Réunion des ministres de la zone euro : pas d'avancée sur la crise de la dette
La réunion des ministres des finances de la zone euro de vendredi dernier (16 septembre) s'est terminée sans qu'aucune mesure ne soit prise, malgré les nombreux appels pour qu'ils finalisent rapidement le second programme d'aide de la Grèce et ratifient les réformes du fonds de sauvetage de la zone euro qui s'élève à 440 milliards d'euros
La réunion des ministres des finances de la zone euro de vendredi dernier (16 septembre) s'est terminée sans qu'aucune mesure ne soit prise, malgré les nombreux appels pour qu'ils finalisent rapidement le second programme d'aide de la Grèce et ratifient les réformes du fonds de sauvetage de la zone euro qui s'élève à 440 milliards d'euros
Les ministres et les gouverneurs des banques centrales des 17 pays de la zone euro et de l'Union des Vingt-Sept se sont réunis vendredi et samedi dans la ville polonaise de Wroclaw pour aborder la question du ralentissement de la croissance économique en Europe et progresser dans le renforcement des défenses de la zone euro contre la crise de la dette souveraine.

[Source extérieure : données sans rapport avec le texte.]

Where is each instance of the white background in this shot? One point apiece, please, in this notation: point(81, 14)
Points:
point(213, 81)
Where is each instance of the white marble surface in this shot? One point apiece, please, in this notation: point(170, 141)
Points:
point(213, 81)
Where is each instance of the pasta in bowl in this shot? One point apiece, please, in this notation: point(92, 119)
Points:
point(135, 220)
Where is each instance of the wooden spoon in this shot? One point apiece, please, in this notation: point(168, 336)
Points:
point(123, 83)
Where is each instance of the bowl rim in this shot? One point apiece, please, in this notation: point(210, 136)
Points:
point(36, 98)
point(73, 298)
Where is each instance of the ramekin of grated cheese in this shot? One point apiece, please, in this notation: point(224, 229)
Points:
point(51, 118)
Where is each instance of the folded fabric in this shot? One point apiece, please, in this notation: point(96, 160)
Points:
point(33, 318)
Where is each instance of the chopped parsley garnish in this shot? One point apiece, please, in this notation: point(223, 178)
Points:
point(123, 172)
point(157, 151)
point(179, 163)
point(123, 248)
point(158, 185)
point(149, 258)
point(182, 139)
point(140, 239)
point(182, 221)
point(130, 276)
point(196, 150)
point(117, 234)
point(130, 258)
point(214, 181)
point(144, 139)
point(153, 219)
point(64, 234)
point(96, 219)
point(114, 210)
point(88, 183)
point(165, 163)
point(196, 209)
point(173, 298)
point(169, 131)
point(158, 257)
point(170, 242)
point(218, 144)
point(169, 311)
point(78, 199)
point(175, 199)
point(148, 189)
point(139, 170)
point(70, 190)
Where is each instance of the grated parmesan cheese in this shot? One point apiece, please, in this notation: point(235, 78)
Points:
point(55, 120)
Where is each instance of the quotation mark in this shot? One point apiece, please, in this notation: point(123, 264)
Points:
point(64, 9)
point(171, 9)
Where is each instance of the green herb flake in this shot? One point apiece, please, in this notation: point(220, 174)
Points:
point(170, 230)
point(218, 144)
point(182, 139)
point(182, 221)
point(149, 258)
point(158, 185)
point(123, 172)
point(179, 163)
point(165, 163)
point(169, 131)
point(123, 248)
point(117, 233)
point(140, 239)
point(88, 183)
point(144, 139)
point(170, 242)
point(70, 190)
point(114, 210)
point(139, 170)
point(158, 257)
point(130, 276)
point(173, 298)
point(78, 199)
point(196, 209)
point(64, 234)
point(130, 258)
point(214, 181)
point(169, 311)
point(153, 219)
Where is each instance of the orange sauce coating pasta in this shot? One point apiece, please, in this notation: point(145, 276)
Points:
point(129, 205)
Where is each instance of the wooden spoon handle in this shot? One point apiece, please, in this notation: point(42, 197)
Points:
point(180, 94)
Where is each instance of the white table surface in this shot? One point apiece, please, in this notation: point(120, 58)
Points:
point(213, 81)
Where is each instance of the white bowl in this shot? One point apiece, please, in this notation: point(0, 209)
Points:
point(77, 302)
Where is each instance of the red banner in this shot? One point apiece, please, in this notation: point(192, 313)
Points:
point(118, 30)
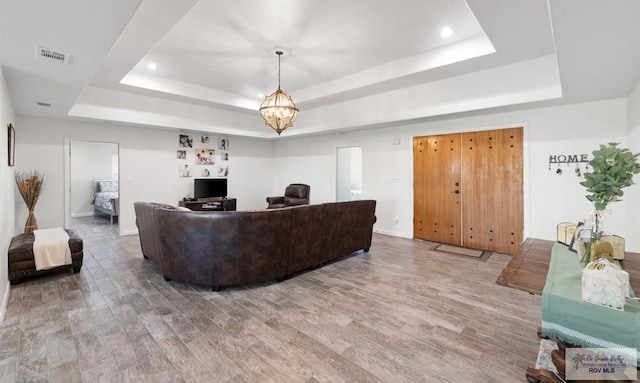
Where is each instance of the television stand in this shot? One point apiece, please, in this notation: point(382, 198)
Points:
point(210, 204)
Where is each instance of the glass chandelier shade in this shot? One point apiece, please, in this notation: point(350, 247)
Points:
point(278, 109)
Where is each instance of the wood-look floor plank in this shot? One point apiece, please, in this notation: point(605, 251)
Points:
point(399, 313)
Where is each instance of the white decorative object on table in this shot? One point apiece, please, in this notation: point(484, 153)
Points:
point(605, 283)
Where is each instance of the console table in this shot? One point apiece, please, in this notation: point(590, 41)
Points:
point(214, 204)
point(566, 318)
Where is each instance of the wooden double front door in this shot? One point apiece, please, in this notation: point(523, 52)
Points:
point(468, 189)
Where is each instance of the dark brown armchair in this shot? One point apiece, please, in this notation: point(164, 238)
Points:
point(294, 194)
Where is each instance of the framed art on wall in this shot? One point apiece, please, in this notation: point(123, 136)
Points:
point(11, 139)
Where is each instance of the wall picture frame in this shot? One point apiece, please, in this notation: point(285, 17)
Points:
point(11, 139)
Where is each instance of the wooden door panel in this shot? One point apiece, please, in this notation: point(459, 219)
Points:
point(436, 203)
point(491, 177)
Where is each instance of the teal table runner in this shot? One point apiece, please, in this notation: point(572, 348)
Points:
point(566, 316)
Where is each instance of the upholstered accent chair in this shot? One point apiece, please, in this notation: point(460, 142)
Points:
point(294, 194)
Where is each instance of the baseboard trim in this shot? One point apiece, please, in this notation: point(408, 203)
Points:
point(81, 215)
point(393, 233)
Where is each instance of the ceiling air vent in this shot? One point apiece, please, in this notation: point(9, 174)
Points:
point(52, 55)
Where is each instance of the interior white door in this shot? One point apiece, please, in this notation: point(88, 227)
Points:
point(349, 173)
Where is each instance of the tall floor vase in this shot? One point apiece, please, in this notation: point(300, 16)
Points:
point(32, 224)
point(30, 185)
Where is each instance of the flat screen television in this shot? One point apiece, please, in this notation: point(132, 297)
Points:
point(204, 188)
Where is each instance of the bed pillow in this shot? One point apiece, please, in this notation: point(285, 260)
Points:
point(108, 185)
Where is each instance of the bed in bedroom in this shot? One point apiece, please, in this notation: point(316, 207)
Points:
point(106, 198)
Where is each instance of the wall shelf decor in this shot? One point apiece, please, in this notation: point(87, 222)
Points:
point(559, 162)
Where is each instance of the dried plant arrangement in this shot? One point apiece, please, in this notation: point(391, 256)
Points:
point(30, 184)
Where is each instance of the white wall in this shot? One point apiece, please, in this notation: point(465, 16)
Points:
point(90, 161)
point(148, 167)
point(633, 196)
point(388, 168)
point(259, 168)
point(7, 198)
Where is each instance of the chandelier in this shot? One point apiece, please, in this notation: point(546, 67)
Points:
point(278, 110)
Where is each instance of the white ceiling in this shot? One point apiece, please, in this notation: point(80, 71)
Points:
point(347, 65)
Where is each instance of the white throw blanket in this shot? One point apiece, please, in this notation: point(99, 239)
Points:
point(51, 248)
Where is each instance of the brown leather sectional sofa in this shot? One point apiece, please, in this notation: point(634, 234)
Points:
point(228, 248)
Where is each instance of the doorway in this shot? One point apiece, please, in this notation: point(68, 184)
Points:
point(87, 163)
point(468, 189)
point(349, 173)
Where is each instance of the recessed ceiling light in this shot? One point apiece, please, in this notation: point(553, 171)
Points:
point(446, 32)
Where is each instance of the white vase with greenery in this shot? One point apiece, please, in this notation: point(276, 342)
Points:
point(613, 170)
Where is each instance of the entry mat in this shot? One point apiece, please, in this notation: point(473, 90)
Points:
point(460, 250)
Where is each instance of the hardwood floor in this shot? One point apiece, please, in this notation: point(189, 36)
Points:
point(400, 313)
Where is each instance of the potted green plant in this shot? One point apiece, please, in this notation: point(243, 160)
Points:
point(613, 170)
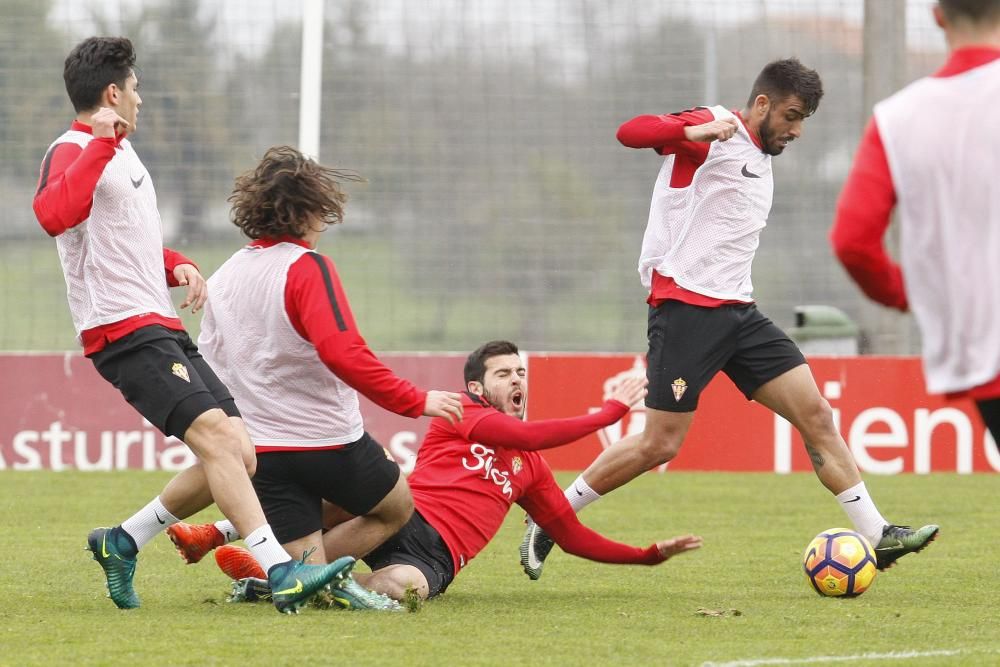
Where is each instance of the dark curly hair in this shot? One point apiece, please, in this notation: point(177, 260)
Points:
point(781, 79)
point(286, 194)
point(475, 364)
point(93, 65)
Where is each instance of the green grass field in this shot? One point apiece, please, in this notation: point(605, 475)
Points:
point(937, 607)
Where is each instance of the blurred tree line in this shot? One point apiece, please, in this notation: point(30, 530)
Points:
point(493, 176)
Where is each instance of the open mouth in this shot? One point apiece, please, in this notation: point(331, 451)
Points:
point(517, 399)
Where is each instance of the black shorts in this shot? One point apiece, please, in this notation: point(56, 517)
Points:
point(292, 485)
point(689, 344)
point(161, 374)
point(419, 545)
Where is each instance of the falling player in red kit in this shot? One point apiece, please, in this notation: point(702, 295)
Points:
point(942, 183)
point(469, 473)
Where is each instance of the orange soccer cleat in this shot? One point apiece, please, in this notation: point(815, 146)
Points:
point(238, 563)
point(194, 541)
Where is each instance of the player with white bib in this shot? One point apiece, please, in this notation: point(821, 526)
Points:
point(97, 200)
point(711, 201)
point(943, 183)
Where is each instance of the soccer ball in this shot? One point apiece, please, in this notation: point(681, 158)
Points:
point(839, 563)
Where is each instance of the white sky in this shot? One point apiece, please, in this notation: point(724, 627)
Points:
point(244, 23)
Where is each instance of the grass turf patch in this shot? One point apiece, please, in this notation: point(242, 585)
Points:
point(938, 604)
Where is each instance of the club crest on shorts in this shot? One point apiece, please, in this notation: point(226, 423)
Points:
point(679, 386)
point(180, 370)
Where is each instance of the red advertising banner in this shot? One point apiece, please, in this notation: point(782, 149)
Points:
point(57, 413)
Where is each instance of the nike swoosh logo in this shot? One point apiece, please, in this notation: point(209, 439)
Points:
point(297, 588)
point(889, 547)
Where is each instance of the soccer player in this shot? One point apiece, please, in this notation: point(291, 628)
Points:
point(928, 152)
point(97, 199)
point(710, 203)
point(280, 331)
point(469, 473)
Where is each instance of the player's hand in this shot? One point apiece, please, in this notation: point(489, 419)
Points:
point(106, 122)
point(716, 130)
point(678, 545)
point(445, 404)
point(631, 390)
point(188, 274)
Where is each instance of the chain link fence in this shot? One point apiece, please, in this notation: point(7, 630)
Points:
point(497, 201)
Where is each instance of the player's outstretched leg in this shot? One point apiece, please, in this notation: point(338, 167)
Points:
point(349, 594)
point(115, 551)
point(535, 547)
point(897, 541)
point(194, 541)
point(294, 583)
point(238, 563)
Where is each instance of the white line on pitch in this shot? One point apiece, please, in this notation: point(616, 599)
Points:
point(892, 655)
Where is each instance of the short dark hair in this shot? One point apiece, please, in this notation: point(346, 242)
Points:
point(93, 65)
point(782, 79)
point(974, 11)
point(284, 192)
point(475, 365)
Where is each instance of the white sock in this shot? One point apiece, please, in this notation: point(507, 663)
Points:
point(579, 494)
point(265, 548)
point(861, 510)
point(228, 530)
point(147, 522)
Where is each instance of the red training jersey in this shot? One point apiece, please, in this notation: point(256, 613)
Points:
point(468, 475)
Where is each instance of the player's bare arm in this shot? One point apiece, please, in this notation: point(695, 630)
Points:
point(106, 122)
point(716, 130)
point(197, 294)
point(445, 404)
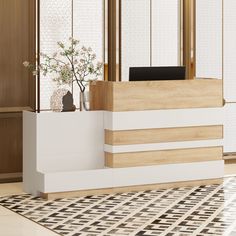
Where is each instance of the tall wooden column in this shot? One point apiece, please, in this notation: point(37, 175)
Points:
point(17, 85)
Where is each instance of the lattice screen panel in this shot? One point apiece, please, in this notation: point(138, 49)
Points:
point(165, 32)
point(88, 27)
point(209, 38)
point(55, 25)
point(135, 27)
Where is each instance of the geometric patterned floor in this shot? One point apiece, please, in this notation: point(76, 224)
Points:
point(204, 210)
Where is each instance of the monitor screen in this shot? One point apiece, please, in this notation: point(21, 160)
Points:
point(156, 73)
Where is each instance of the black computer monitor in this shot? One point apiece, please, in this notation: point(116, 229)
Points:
point(157, 73)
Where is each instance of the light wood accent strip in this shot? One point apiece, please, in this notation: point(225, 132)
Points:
point(51, 196)
point(154, 95)
point(230, 156)
point(133, 159)
point(127, 137)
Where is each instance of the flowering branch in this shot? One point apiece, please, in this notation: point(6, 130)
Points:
point(70, 64)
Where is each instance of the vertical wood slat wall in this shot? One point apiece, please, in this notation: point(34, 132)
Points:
point(17, 86)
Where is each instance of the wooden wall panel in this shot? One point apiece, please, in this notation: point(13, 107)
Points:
point(17, 85)
point(10, 143)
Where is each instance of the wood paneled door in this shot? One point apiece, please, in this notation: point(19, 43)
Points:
point(17, 86)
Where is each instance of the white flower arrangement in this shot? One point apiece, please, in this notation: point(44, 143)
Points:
point(70, 64)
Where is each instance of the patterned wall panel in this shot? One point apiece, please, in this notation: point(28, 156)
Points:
point(165, 32)
point(135, 27)
point(88, 27)
point(209, 38)
point(55, 25)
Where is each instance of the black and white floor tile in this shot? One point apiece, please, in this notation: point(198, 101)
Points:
point(204, 210)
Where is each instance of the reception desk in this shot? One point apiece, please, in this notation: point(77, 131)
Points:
point(143, 135)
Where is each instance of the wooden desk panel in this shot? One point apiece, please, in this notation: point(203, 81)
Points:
point(155, 95)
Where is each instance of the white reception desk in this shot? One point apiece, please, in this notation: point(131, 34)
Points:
point(140, 135)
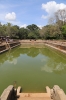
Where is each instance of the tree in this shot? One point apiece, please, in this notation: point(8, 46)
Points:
point(23, 33)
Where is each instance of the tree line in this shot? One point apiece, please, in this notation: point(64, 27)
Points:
point(56, 29)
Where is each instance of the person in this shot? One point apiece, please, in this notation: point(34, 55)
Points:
point(6, 40)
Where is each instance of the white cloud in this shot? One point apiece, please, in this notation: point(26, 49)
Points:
point(24, 25)
point(51, 7)
point(44, 17)
point(10, 16)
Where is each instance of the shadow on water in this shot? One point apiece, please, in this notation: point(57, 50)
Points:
point(33, 67)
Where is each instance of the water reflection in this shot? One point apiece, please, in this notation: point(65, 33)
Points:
point(52, 61)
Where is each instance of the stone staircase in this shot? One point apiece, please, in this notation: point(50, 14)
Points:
point(34, 96)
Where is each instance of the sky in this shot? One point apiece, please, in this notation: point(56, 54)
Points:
point(27, 12)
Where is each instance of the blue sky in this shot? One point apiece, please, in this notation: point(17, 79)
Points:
point(27, 12)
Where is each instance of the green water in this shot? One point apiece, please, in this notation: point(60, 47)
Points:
point(33, 68)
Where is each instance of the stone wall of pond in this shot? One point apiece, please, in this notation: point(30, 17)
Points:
point(7, 46)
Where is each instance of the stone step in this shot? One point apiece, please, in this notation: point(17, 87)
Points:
point(34, 95)
point(34, 98)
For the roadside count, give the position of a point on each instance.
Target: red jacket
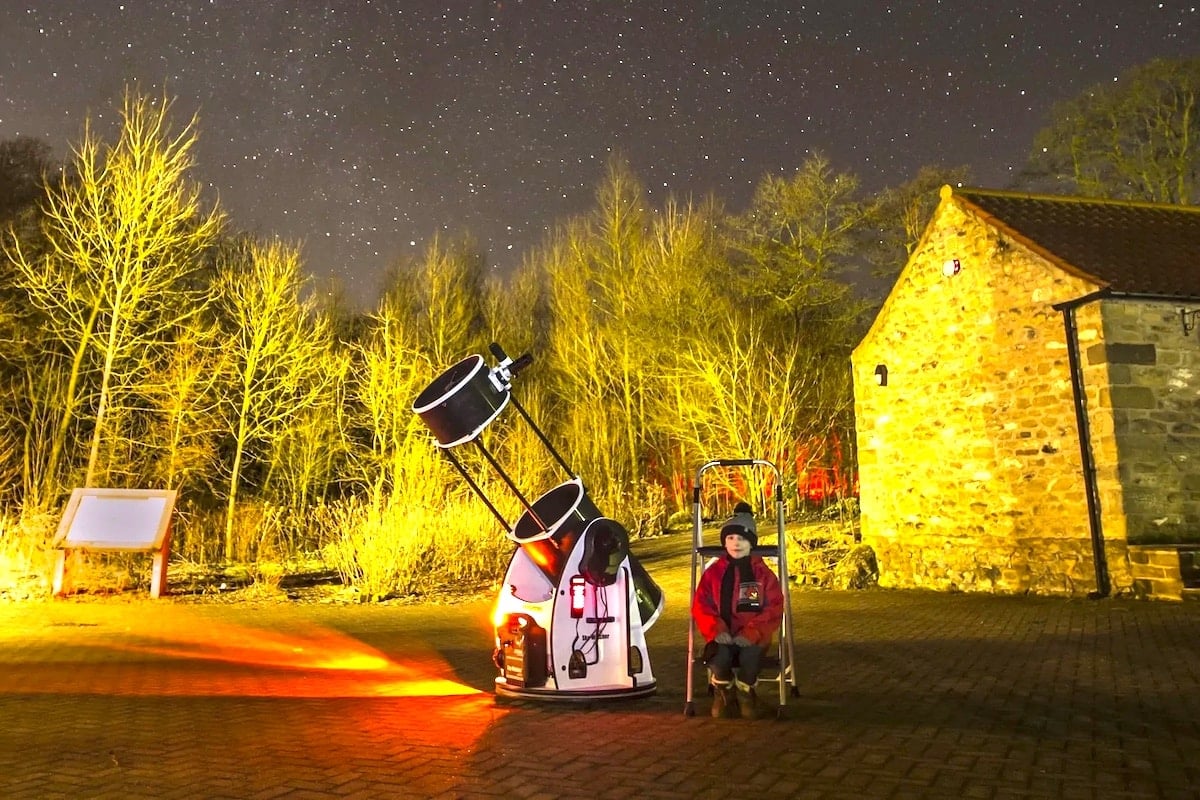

Vendredi à Wroclaw, lors d'une participation sans précédent aux discussions informelles des autorités financières de l'UE, le secrétaire américain au Trésor, Timothy Geithner, a invité l'Allemagne à encourager financièrement la zone euro en difficulté.
Il a également appelé les Européens à renforcer le Fonds européen de stabilité financière qui s'élève à 440 milliards d'euros.
Réforme du FESF ratifiée d'ici mi-octobre
Les représentants de la zone euro n’ont pas accédé aux demandes de M. Geithner, affirmant que leur priorité était de mettre en œuvre l'accord du 21 juillet conclu par les chefs d'Etat de la zone afin de renforcer la capacité du FESF en lui permettant d'intervenir sur le marché obligataire, d'accorder des crédits préventifs aux gouvernements et de recapitaliser les banques.
« La consolidation budgétaire reste la priorité de la zone euro », a déclaré le Luxembourgeois Jean-Claude Juncker, le président de l'Eurogroupe.
Toutefois, ces changements doivent encore être ratifiés par les pays de la zone, et seuls quatre parlements nationaux ont déjà donné leur accord : la Belgique, l'Espagne, la France et le Luxembourg. Le Bundestag allemand votera sur cette question le 29 septembre prochain.
Ces nouvelles compétences devraient entrer en vigueur mi-octobre, a déclaré le responsable du FESF, Klaus Regling.
Aide en suspens pour la Grèce
L'autre aspect de l'accord du 21 juillet, qui doit encore être mis en œuvre, est le second programme d'aide pour Athènes.
Le 21 juillet, les dirigeants de la zone euro avaient promis à la Grèce une nouvelle aide de 109 milliards d'euros. Le versement de cette somme devra cependant attendre une solution au problème finlandais, dans la mesure où le pays demande des garanties grecques en échange d'une contribution à ce nouveau plan d'aide.
« Une solution technique est atteignable », a affirmé aux journalistes François Baroin, le ministre français des finances. Des sources de la zone euro ont néanmoins déclaré qu'un accord ne pourrait pas être conclu avant début octobre, étant donné la complexité de la situation.
« Tout le monde est désorienté »
La Commission européenne avait fait de la demande de garanties de la Finlande la priorité de cette réunion, mais elle a dû se rendre à l'évidence et admettre qu'il faudrait davantage de temps pour régler le problème.
Le président de l'Eurogroupe, Jean-Claude Juncker, a semblé quelque peu confus après la réunion. « Dans la zone euro, tout le monde est désorienté », a-t-il déclaré ironiquement lors d'une conférence de presse, après s'être trompé sur deux dates butoir concernant la crise de la dette grecque.
« J'espère que vous ne voulez pas dire que la Commission est désorientée, ce serait impossible par définition », a répondu M. Rehn, plaisantant avec les journalistes présents.
« La Commission n'est pas désorientée, mais la Commission est parfois déroutante », a ajouté M. Juncker dans un éclat de rire. M. Rehn a rétorqué qu'il essayait lui-même « de naviguer dans la mer des 17 Etats membres de la zone euro », faisant manifestement référence à la cacophonie qui règne dans la zone s'agissant de la crise de la dette.